Por fim, o “projeto Huntington” de transformar o século XXI em um “Choque de Civilizações” ruiu com as revoluções árabes desse ano, cujo teor escancarou que a representação do árabe (e em especial do islâmico) como “outro-barbáro” é uma forma de escamotear a dominação material e cultural que perdura por séculos do Ocidente em relação àquelas regiões. (Estratégia, diga-se de passagem, nada inédita.) O “Choque de Civilizações” ficou apenas para os dois pólos fanáticos, ou seja, os fundamentalistas cristãos dos EUA e os fundamentalistas islâmicos da Al-Qaeda.

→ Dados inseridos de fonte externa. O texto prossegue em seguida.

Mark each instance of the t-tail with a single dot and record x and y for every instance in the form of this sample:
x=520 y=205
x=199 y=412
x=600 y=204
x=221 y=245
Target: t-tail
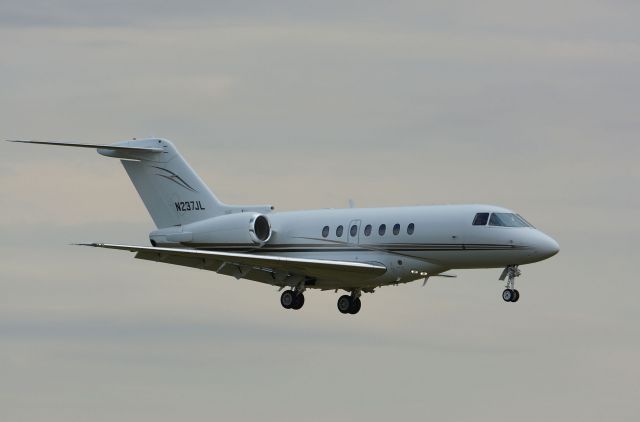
x=172 y=192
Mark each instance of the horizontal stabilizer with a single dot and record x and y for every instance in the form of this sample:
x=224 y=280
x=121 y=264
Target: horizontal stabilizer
x=106 y=147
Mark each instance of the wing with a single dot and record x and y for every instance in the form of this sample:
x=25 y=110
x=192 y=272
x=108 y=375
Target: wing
x=269 y=269
x=94 y=146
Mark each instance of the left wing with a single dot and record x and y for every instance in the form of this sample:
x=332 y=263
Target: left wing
x=264 y=268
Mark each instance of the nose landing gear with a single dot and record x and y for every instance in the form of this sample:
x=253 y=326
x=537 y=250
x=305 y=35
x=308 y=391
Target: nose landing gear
x=510 y=294
x=292 y=299
x=350 y=304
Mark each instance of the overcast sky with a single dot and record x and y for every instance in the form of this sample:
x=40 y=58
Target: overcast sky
x=533 y=106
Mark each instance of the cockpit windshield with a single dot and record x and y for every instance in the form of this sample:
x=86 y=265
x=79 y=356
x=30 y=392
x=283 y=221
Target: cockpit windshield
x=501 y=219
x=506 y=219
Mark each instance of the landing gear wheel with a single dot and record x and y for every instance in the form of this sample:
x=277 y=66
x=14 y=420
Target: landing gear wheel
x=298 y=301
x=288 y=299
x=344 y=304
x=356 y=304
x=516 y=296
x=508 y=295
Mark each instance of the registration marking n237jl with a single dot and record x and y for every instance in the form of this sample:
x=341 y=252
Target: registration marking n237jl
x=189 y=206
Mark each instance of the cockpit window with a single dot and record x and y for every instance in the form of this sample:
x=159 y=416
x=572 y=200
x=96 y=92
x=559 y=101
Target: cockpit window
x=481 y=219
x=506 y=219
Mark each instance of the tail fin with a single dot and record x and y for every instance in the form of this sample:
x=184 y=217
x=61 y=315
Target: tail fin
x=170 y=189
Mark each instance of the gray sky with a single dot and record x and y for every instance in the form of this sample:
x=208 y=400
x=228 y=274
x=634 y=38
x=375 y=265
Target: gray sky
x=533 y=106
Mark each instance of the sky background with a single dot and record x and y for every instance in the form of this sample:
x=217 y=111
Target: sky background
x=530 y=105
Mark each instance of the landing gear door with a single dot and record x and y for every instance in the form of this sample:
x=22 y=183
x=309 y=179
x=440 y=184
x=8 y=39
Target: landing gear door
x=353 y=232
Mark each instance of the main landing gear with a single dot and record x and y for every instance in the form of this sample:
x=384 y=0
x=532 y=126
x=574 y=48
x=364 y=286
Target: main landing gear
x=292 y=299
x=510 y=294
x=350 y=304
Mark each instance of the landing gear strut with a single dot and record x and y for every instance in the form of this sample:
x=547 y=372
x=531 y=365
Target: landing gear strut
x=292 y=299
x=510 y=294
x=350 y=304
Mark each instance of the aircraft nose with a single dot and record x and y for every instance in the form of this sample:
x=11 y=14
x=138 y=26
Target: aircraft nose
x=547 y=246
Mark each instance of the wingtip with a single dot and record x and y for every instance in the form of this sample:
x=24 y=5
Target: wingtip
x=86 y=244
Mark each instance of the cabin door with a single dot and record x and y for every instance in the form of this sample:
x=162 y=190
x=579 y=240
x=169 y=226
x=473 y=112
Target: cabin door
x=353 y=232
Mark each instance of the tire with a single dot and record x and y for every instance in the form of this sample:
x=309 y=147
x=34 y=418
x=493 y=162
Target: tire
x=298 y=301
x=287 y=299
x=516 y=296
x=507 y=295
x=344 y=304
x=356 y=304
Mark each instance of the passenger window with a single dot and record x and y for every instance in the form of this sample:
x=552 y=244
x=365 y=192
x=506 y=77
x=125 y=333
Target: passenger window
x=481 y=219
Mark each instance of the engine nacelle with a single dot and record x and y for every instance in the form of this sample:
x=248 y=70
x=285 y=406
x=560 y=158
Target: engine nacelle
x=239 y=229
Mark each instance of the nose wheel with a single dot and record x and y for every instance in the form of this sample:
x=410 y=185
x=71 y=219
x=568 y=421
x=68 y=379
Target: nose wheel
x=350 y=304
x=290 y=299
x=510 y=294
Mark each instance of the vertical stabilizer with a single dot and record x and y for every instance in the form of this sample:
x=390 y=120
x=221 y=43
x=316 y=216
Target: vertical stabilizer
x=170 y=189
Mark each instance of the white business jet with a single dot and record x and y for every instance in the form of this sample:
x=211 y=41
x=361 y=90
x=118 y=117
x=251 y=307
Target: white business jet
x=354 y=249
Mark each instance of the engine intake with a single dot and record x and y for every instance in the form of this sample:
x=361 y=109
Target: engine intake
x=260 y=229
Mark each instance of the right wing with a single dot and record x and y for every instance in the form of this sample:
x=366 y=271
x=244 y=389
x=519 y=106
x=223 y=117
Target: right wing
x=264 y=268
x=95 y=146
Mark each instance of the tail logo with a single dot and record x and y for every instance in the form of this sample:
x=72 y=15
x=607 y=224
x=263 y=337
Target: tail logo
x=169 y=175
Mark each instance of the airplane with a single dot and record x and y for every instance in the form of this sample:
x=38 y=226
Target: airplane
x=356 y=250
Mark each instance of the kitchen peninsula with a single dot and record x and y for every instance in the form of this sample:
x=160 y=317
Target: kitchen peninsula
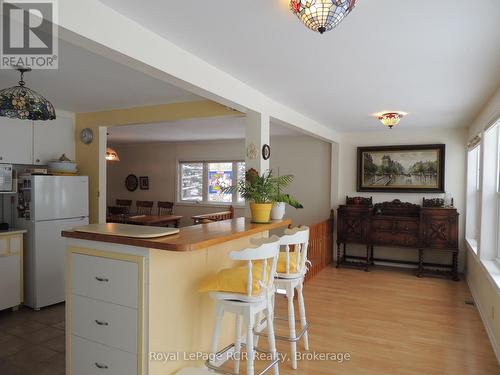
x=128 y=298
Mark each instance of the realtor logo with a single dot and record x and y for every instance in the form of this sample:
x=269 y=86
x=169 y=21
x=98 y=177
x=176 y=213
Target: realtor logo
x=29 y=34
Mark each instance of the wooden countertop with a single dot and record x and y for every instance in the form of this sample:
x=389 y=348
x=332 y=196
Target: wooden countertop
x=12 y=231
x=189 y=238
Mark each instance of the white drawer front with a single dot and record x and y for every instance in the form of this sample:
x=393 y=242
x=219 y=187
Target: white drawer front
x=15 y=244
x=106 y=279
x=90 y=358
x=104 y=322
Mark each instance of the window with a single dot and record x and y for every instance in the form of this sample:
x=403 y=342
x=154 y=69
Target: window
x=489 y=244
x=204 y=181
x=473 y=196
x=497 y=227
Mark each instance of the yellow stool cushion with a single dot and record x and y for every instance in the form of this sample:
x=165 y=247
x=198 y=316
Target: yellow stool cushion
x=281 y=267
x=234 y=280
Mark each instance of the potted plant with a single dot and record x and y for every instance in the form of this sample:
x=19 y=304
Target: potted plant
x=258 y=190
x=280 y=198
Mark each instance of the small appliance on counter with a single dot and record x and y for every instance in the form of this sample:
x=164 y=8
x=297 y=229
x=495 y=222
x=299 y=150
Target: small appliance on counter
x=6 y=177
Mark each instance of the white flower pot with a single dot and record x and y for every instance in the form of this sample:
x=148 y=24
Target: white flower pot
x=278 y=211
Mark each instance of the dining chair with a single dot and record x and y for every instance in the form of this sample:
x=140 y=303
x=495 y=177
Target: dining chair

O que temos, então? Acredito que vivemos uma reconfiguração da polaridade esquerda/direita. Uma das formas de visualizar as perspectivas históricas de forma mais errônea é acreditar que a história é uma linha do tempo, isto é, aquilo que está atrás foi necessariamente apagado pelo que vem na frente. Na realidade, os tempos continuam existindo, o que significa que esquerda e direita tradicionais continuam lutando nos seus mesmos termos (nos termos que, digamos, a Veja coloca a questão). Mas, ao mesmo tempo, testemunhamos a emergência de novos campos políticos, dos quais eu destacaria pelo menos três:
– O “Projeto da Direita” (falta um nome melhor), cujas estratégias são simplesmente colocar em ação todo aparato possível do estado de exceção a fim de conter os marginalizados espalhados pelo mundo, sobretudo a partir das políticas de imigração e da política criminal de encarceramento massivo, ao mesmo tempo em que garante àqueles que estão acima da linha da cidadania todas as benesses da sociedade de consumo (mantendo ambiguamente em vigor os velhos conservadorismos morais ao lado da pura performance);
– O “Projeto Chinês” (traduzido mundialmente como BRIC) – que consiste na utilização da sociedade do consumo como mecanismo inclusivo dos pobres e mantém plenamente vigente a matriz exploratório-industrialista da Modernidade como forma de reduzir a desigualdade social. Esse projeto é também tecnocrático, à medida que propõe uma despolitização geral como forma de evitar as polêmicas da Guerra Fria (da qual é herdeiro) e busca promover a transformação social a partir das próprias armas que a obstaculizam;
– O “Projeto (mas aqui “projeto” não cai bem) da Sustentabilidade”, – que engloba multiplicidade de perspectivas que se encontram no ponto em comum de propor um novo modelo de relação com o mundo, abrangendo tanto a exploração ambiental, a relação com outros viventes, a reconfiguração do espaço urbano, rediscussão da propriedade (em especial da propriedade intelectual), quesitonamento radical do utilitarismo naturalizado a partir da dádiva e a recuperação das energias revolucionárias não-violentas que se voltam contra a dominação sangrenta exercida hoje em dia (ainda que por vezes travestida – e a palavra é aqui importante – na forma da democracia liberal e do mito do contrato social).
Todos esses pólos são condensações de uma complexidade imensa. Esses são apenas alguns elementos que eu vislumbro na política do século XXI que procuram traçar um mapa do nosso cenário.